Sono sempre stata una persona incerta sul desiderio di diventare madre. Non amavo particolarmente stare in presenza di bambini e spesso mi sentivo dire: "Con i tuoi sarà diverso."
Alla fine mi sono buttata, con la paura un giorno di pentirmi di non aver avuto figli, ma senza una convinzione totale. A distanza di tempo sono sempre più convinta che, per la maggior parte di noi, avere un figlio sia un enorme salto nel buio.
Ho vissuto una gravidanza serena e attiva in modo molto lucido e razionale; ero felice, sì, ma in modo misurato. Anche il parto è stato veloce, e la mia bambina è nata sanissima. Eppure, nel momento in cui me l'hanno appoggiata sul petto, il mio primo pensiero è stato: "Non vedo l'ora che mi diano qualcosa da mangiare."
Niente ondata di felicità, niente amore incondizionato improvviso.

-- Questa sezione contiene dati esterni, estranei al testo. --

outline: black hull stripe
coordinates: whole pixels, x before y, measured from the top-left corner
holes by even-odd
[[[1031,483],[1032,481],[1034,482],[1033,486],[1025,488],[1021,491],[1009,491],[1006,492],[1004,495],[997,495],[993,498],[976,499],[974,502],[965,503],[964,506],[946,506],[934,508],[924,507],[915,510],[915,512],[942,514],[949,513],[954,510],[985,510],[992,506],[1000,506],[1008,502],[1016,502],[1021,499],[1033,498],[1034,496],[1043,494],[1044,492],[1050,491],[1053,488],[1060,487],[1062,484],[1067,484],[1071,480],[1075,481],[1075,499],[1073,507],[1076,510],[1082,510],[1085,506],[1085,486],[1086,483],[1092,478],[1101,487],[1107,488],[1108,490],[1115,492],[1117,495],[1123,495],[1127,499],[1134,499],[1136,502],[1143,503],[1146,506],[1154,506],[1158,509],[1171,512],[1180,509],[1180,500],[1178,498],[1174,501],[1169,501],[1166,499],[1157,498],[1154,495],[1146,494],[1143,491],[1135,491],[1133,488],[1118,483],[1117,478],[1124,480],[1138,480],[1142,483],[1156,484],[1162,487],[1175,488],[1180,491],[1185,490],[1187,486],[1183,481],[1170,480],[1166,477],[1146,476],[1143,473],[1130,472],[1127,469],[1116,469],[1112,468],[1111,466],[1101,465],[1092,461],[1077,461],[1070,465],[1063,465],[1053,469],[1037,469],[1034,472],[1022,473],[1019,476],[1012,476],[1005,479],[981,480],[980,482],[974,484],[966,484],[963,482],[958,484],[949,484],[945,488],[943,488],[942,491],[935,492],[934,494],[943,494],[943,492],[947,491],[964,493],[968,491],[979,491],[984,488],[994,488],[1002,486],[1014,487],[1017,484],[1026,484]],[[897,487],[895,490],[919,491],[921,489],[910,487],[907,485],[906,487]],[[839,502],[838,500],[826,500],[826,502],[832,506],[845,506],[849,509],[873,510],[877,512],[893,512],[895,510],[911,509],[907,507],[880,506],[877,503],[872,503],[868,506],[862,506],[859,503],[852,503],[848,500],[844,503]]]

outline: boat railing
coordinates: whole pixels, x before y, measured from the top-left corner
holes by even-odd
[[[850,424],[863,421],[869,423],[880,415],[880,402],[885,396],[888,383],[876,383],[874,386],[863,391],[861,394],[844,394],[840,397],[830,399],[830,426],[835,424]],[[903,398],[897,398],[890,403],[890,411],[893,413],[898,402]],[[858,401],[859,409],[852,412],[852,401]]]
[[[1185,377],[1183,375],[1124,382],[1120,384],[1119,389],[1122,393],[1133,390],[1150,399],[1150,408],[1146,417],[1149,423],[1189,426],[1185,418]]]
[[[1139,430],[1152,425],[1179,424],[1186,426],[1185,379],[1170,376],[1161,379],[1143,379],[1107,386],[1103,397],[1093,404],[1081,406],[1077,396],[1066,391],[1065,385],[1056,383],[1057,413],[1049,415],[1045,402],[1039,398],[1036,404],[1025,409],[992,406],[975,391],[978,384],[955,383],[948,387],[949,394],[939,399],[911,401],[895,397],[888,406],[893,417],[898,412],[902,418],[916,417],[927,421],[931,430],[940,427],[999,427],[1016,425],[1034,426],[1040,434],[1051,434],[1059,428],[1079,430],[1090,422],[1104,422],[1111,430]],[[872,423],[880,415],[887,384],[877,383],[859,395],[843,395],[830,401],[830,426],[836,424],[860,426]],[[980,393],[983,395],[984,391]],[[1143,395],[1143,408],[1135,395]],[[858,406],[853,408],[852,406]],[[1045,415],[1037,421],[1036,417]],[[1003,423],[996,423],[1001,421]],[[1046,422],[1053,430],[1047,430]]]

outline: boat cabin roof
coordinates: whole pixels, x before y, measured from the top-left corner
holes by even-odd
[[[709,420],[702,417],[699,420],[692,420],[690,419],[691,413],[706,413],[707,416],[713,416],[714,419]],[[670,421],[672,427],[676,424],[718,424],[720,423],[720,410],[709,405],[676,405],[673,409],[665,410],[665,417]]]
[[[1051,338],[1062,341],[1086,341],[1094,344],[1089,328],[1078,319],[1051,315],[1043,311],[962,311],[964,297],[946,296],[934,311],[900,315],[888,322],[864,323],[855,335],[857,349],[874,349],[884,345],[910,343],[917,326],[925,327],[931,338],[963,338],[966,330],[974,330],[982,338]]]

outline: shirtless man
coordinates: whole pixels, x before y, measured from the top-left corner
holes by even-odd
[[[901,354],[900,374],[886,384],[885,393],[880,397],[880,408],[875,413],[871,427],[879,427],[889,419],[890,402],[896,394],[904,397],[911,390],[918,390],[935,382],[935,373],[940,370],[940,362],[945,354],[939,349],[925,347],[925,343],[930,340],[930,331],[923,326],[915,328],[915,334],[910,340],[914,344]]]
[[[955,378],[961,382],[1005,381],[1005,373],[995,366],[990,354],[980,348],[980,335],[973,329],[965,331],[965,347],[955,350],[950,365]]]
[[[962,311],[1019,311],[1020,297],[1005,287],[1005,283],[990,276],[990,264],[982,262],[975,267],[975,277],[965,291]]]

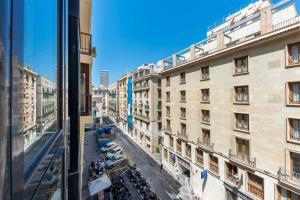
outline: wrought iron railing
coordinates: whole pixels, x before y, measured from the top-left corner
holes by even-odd
[[[80,95],[80,112],[81,115],[91,115],[92,113],[92,95],[81,94]]]
[[[92,34],[80,33],[80,53],[96,56],[96,48],[92,46]]]

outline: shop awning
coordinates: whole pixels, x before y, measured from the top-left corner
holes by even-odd
[[[101,192],[111,186],[111,182],[106,174],[93,180],[89,183],[90,195],[94,196],[98,192]]]

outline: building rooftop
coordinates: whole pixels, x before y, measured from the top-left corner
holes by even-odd
[[[268,17],[271,23],[266,20]],[[259,0],[210,27],[204,40],[159,61],[158,65],[165,71],[296,23],[300,23],[300,16],[294,1],[272,4],[269,0]]]

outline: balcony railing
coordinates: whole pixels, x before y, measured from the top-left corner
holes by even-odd
[[[92,95],[81,94],[80,95],[80,112],[81,115],[87,116],[92,113]]]
[[[92,46],[92,34],[89,33],[80,33],[80,53],[96,56],[96,47]]]
[[[203,141],[200,138],[197,139],[197,145],[201,147],[202,149],[205,149],[209,152],[214,151],[214,143],[211,143],[210,140],[208,141]]]
[[[202,117],[202,122],[204,122],[204,123],[209,123],[209,122],[210,122],[210,117],[207,116],[207,115],[203,116],[203,117]]]
[[[300,172],[289,171],[284,168],[279,168],[278,178],[281,181],[300,187]]]
[[[165,132],[165,133],[167,133],[167,134],[172,134],[172,128],[171,127],[164,127],[163,128],[163,131]]]
[[[256,167],[256,158],[241,153],[237,153],[236,155],[234,155],[231,149],[229,149],[229,159],[231,161],[235,161],[237,164],[242,164],[243,166],[246,166],[251,169]]]
[[[207,94],[202,95],[202,102],[209,102],[209,95]]]
[[[145,110],[149,110],[149,105],[145,105]]]
[[[277,29],[280,29],[280,28],[283,28],[283,27],[286,27],[286,26],[290,26],[292,24],[296,24],[296,23],[299,23],[299,22],[300,22],[300,15],[297,15],[296,17],[294,17],[292,19],[288,19],[284,22],[280,22],[278,24],[273,25],[272,29],[274,31],[274,30],[277,30]]]
[[[185,131],[177,131],[177,137],[179,137],[182,140],[188,141],[189,140],[189,135],[186,134]]]
[[[209,79],[209,73],[203,73],[201,75],[201,80],[208,80]]]
[[[249,102],[248,94],[237,94],[237,95],[235,95],[235,102],[236,103],[248,103]]]
[[[192,152],[191,152],[191,149],[189,150],[185,150],[185,157],[191,159],[191,156],[192,156]]]
[[[203,155],[196,155],[196,163],[199,165],[203,165],[204,160],[203,160]]]
[[[226,180],[228,180],[229,182],[231,182],[234,185],[237,185],[238,181],[239,181],[239,175],[237,173],[233,174],[233,172],[227,171],[226,172]]]
[[[179,144],[176,144],[176,151],[177,151],[177,153],[182,153],[182,149],[181,149],[181,145],[179,145]]]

Primo campanello d'allarme per una testa come la mia, che viaggia sempre a mille all'ora.
Appena tornata in camera con lei mi sono sentita persa. Ho passato tre notti senza dormire, vagando nei corridoi in lacrime. La montata lattea non arrivava e continuavo a chiedermi: "Ma non mi avevano detto che le donne allattano dall'alba dei tempi?"